Without him, I would not be writing this column, would not be working through my first novel, and while it is safe to assume I would be breathing, I’m not sure if I would truly be alive. 

So, I sent the email and politely asked the proper administrator if I could be cleared to register for the course after explaining my situation, told her I took advanced French in high school (which is true – I completed the requirement in three years and was well above state testing averages) and assured her the course would not be difficult for me. 

Keep in mind that while I believed this, I had not taken French in six years. Do you understand that this has naught to do with the course in question?

Now? I sit in a computer lab three days a week with four other students while a professor speaks French to me for 50 minutes. Isn’t that an incredible sentence? I am Paul Rudd. The teacher has endless energy for our (mostly my) questions. It has actually been a rather pleasant experience minus the nightly assignments.

I will graduate in a timely manner. I simply mean to poke at the absurdity of the situation because, although laughable, it is truly a misuse of valuable time. A friend of mine, a petite and fiercely Italian wine aficionado, happened to send a Tweet some time ago. I believe it was a month or two, I can’t be too sure. I think it resonated with me because I always imagine Tweets in the real life voice of the Tweeter and in her case that means an effervescent Long Island twang. 

It read something like, “Ever think about how you’re just in college because that’s what they told you to do and your life doesn’t really have any direction? No? Yeah me neither.” She’s funny. It was funny. I know her as well as I care to think I do and I think I know she’s not a cynic. 

She made, I believe unintentionally, a fantastic point. I’ve often thought of her saying that of late as I juggle what I’ll be doing after May’s graduation. If you’re still reading, it’s because I’m clever – the point has been made.

General education should be named something less general.

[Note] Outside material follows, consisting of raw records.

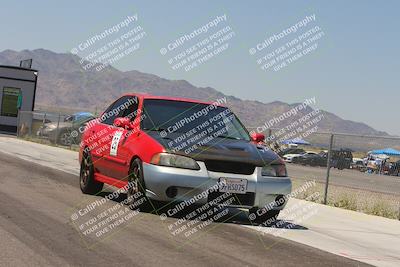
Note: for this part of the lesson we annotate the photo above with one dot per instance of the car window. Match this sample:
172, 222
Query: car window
181, 117
123, 107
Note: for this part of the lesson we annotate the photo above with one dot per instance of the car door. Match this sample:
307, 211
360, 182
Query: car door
116, 156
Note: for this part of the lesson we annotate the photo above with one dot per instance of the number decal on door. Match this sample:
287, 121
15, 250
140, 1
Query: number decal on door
114, 144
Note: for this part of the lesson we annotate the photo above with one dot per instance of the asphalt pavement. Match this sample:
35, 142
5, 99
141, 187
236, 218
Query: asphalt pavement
36, 229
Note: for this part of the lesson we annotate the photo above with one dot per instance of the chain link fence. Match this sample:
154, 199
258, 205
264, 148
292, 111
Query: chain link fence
347, 171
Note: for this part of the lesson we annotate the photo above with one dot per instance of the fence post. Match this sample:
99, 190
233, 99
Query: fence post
57, 131
328, 169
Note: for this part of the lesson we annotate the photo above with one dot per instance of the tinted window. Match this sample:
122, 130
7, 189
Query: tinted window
123, 107
177, 117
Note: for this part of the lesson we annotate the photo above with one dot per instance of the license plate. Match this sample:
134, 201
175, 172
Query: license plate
237, 186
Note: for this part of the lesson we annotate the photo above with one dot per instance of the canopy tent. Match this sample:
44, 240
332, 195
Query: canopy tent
386, 151
296, 141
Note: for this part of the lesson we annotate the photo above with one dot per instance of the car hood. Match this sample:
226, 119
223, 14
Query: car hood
60, 125
220, 149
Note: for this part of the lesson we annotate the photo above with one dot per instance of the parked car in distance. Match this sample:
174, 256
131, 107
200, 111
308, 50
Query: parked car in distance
358, 164
62, 132
294, 158
342, 159
291, 151
395, 169
312, 159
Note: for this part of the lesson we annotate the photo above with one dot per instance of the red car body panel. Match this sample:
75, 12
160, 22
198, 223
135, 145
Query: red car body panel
134, 143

I don’t know what that should be and I don’t care to waste my thought on it. The only thing that I learned about general education in a classroom is that I want to be anything but general. 

Statistics courses, which were required for my field of study, not an administratively imposed set of guidelines, taught me that I want to be different, to be an outlier or some freak who will never have a real job because he believes he can contribute something new and fresh to the world. Take your general education back. I don’t want it. It’s a dog with fleas that has been neglected by a drunkard and serves me no purpose.

It is, generally speaking, entirely stupid.